Cost-Cutting Over Growth
I’ve spoken to people who were let go from companies that were still profitable. Why? Because in uncertain economic times, businesses prioritize efficiency over expansion. Instead of hiring for the future, they’re trimming teams to protect margins. Many of these layoffs aren’t happening out of financial necessity but rather as a precautionary move to maintain investor confidence.
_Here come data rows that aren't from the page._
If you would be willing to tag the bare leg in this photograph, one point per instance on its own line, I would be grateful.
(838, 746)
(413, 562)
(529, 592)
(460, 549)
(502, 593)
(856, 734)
The AI & Automation Factor
We knew it was coming—AI isn’t just changing jobs, it’s eliminating them. From automated customer service to AI-generated content, companies are replacing roles with technology at an accelerating pace. We might be witnessing the first major wave of AI-driven layoffs, where companies are realizing that if software can do the job for less, they have little incentive to keep human workers in those positions.
Pandemic Over-Hiring
Remember 2020-2022? Companies couldn’t hire fast enough, expecting nonstop digital growth. Tech giants, e-commerce firms, and digital service providers expanded their workforces aggressively, believing the boom would last forever. Now, with demand stabilizing, they’re realizing they expanded too quickly. Unfortunately, that means real people—hardworking employees—are paying the price for poor planning as companies roll back their workforce to pre-pandemic levels.
Stock Market Pressures
This one stings. The reality is that layoffs often boost stock prices. Investors love “lean” companies, and cutting jobs sends the message that leadership is focused on profitability. But are these layoffs truly about efficiency, or are they just a quick way to please shareholders? The unfortunate truth is that in the short term, stock markets often reward workforce reductions, even if they hurt innovation and morale in the long run.
So, What’s Next?
If this trend continues, we could see a major divide—high demand for frontline workers but fewer opportunities in corporate and tech roles. Will companies realize they’re cutting too deep, or is this the new normal? The coming months will reveal whether these layoffs are just a temporary correction or a sign of a shifting workforce landscape.